As reported earlier this week, BGL’s managing director Ron Lesh said he was “incredibly disappointed” in the advocacy efforts of accounting associations when it came to sorting out the terms of the new event-based reporting regime for superannuation.
Several members have since been in touch with Accountants Daily, saying the lobbying efforts on this issue are reminiscent of the Future of Financial Advice reforms, which saw the wildly unpopular limited licensing regime kick in for accountants last year. Some of these members have voiced their opinion via our sister title, SMSF Adviser. You can view the comments and join the conversation here.
Mr Lesh took particular aim at Chartered Accountants Australia and New Zealand (CA ANZ) and CPA Australia, which CPA Australia has taken issue with.

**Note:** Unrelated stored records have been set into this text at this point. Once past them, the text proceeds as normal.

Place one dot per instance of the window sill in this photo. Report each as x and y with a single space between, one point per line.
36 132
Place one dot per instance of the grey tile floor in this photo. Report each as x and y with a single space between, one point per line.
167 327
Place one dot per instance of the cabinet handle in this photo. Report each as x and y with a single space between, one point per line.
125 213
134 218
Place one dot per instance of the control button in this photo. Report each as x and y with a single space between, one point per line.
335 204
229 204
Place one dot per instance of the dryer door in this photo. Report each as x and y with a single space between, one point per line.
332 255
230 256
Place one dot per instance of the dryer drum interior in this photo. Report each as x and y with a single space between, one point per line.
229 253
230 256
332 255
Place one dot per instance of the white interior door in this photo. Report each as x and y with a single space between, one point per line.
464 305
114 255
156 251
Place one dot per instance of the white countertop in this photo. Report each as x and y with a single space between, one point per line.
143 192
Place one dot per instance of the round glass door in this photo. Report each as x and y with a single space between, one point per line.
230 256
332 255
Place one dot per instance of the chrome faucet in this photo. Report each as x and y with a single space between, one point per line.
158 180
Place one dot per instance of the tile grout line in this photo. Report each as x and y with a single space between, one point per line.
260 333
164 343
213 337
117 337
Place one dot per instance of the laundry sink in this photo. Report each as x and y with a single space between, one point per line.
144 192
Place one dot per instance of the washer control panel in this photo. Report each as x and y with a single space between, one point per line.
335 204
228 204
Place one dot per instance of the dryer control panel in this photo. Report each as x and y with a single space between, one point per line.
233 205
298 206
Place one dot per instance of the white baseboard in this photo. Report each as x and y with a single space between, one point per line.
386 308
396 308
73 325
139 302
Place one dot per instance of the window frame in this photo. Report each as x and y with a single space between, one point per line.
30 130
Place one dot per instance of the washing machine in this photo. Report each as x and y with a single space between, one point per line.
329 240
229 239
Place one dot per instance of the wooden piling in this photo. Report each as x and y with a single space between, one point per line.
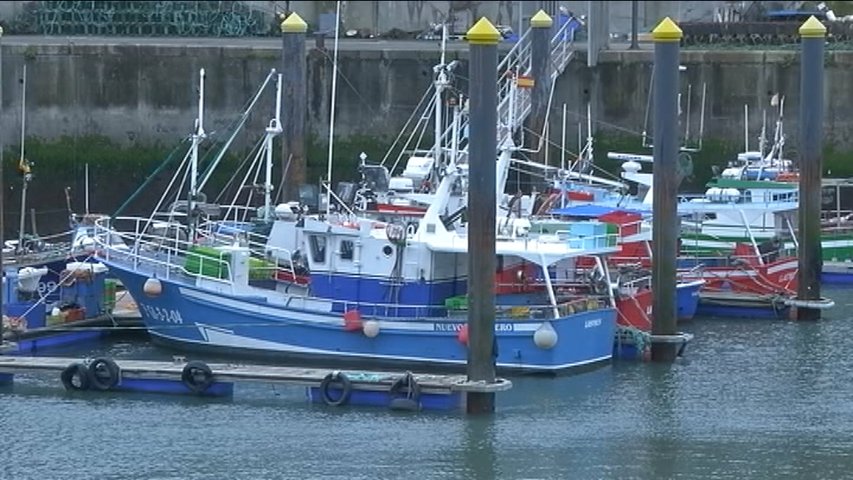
540 60
294 106
483 38
665 225
813 34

“CPA Australia consulted widely with members and advocated strongly on our members’ behalf in achieving substantial changes to the reporting framework originally proposed by the ATO,” Stuart Dignam, general manager for policy and corporate affairs at CPA Australia told Accountants Daily.
CPA Australia listed its specific advocacy activities, including a round table between CPA Australia’s Victorian public practice committee and the tax office. It also sought feedback from 15,000 members and consulted with members on its divisional public practice committees.
The association is satisfied with the framework the tax office is proceeding with, which you can read more about here.
“Our submission to the ATO opposed any reporting timeframe shorter than annually at the time the SMSF’s annual return is due,” Mr Dignam said.
“The final requirements, which moved away from the originally proposed monthly or quarterly-reporting options, are a reasonable compromise considering the circumstances and are informed by substantial input from CPA Australia and our members,” he said.
CA ANZ will not comment on the matter.